By the mid-1400s, in Florence especially, both artists and patrons had begun to embrace new subjects and approaches. Earlier, the city’s ruling Medici family had eagerly sought serene Madonnas and other religious pictures by Fra Angelico and Fra Filippo Lippi among others. Now the younger artists they patronized, Botticelli in particular, were increasingly influenced by new humanist ideals. The humanists’ rediscovery of the literature, thought, and art of ancient Greece and Rome focused new attention on the individual and placed greater value on a person-centered view of the world. Linear perspective, devised and codified by Florentines Brunelleschi and Alberti, constructed space from the vantage point of the viewer to produce convincing representations of depth. Landscapes increasingly reflected nature as experienced in the real world, with a feeling for space and atmosphere.

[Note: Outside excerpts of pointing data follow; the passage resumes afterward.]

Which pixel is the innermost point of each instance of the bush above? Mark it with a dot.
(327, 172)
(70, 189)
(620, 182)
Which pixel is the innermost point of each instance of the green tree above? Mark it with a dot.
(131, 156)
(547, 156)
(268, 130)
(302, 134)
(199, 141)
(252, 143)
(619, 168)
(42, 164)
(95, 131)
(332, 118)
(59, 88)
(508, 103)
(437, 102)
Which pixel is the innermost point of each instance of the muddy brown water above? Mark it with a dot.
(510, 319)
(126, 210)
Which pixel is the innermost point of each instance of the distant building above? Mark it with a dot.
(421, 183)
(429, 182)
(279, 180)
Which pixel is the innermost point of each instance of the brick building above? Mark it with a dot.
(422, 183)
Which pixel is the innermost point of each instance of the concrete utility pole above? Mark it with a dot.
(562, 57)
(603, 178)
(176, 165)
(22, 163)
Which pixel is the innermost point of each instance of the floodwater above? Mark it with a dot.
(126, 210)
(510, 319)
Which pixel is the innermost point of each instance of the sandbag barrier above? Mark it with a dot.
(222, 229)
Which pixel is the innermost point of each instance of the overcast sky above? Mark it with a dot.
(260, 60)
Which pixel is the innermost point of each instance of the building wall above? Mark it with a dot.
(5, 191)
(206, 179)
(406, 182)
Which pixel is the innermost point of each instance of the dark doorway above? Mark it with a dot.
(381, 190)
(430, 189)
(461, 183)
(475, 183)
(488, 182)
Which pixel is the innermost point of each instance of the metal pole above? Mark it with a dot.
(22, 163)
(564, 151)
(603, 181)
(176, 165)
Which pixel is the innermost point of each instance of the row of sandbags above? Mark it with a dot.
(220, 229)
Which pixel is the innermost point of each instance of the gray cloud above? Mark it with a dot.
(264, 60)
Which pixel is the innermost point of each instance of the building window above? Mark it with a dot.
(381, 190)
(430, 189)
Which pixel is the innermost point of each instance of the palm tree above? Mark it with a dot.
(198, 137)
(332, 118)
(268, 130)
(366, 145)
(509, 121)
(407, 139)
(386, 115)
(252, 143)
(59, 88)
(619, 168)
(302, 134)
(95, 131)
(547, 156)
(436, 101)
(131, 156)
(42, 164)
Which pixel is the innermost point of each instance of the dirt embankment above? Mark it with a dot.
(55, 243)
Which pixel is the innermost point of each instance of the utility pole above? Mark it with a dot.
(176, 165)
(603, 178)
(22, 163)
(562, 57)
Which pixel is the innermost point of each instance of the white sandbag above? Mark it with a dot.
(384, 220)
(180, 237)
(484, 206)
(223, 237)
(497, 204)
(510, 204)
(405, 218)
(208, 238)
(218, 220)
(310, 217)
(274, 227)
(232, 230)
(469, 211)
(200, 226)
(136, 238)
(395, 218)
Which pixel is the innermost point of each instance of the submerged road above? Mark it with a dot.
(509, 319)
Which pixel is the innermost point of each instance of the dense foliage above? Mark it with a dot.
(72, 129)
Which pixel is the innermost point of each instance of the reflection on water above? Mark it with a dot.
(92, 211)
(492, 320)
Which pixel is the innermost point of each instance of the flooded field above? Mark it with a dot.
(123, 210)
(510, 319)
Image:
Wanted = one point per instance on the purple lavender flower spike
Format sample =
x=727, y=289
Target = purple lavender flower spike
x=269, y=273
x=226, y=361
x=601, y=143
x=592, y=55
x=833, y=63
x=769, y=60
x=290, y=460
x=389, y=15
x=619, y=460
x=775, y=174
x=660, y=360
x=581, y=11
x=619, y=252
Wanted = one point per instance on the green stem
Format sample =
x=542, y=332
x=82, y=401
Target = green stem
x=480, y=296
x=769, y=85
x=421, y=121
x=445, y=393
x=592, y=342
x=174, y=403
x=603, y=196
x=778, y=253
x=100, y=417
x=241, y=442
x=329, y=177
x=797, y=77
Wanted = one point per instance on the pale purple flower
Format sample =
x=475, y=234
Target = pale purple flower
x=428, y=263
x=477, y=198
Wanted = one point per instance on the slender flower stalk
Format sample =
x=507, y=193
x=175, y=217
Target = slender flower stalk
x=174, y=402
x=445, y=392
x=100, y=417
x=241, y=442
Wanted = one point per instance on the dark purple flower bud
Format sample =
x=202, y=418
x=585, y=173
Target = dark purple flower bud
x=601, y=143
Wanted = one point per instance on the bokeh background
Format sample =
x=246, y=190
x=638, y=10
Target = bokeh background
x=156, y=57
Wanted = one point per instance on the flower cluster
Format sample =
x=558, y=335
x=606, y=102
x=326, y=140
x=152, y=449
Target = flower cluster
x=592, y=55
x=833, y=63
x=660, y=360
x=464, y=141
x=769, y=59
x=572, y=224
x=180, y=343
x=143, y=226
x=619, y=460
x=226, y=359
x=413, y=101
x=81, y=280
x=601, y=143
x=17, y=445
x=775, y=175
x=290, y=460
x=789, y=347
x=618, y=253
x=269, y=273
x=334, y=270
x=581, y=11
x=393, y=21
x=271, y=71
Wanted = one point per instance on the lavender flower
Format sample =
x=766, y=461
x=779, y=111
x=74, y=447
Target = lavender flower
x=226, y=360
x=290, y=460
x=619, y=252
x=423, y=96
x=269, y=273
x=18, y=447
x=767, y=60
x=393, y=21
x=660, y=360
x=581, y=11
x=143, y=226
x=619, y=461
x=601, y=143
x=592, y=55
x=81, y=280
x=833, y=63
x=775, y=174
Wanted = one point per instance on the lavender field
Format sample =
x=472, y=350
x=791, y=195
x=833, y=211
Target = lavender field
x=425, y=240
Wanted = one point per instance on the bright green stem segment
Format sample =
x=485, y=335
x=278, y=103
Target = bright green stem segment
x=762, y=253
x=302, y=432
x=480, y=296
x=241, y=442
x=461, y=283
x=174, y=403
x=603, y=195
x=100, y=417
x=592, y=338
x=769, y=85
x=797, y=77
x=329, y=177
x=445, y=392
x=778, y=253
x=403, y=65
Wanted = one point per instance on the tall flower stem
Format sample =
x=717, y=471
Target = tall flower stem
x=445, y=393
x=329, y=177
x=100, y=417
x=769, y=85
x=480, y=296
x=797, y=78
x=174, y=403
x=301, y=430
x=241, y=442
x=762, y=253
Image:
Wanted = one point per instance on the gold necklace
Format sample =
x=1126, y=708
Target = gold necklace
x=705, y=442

Leonardo, through careful observation of man and nature, made innovations that astounded his contemporaries. Venetian painters, beginning with Bellini and Giorgione, adopted a uniquely intuitive, even poetic approach to nature. The human figure also attracted new attention. For the first time since antiquity, artists painted and sculpted large-scale nudes; some, including Castagno, at times adopted poses taken from classical statues. And in portraiture, too, changes occurred, as individuals had their likenesses recorded in three-quarter views that were revealing of character and personality.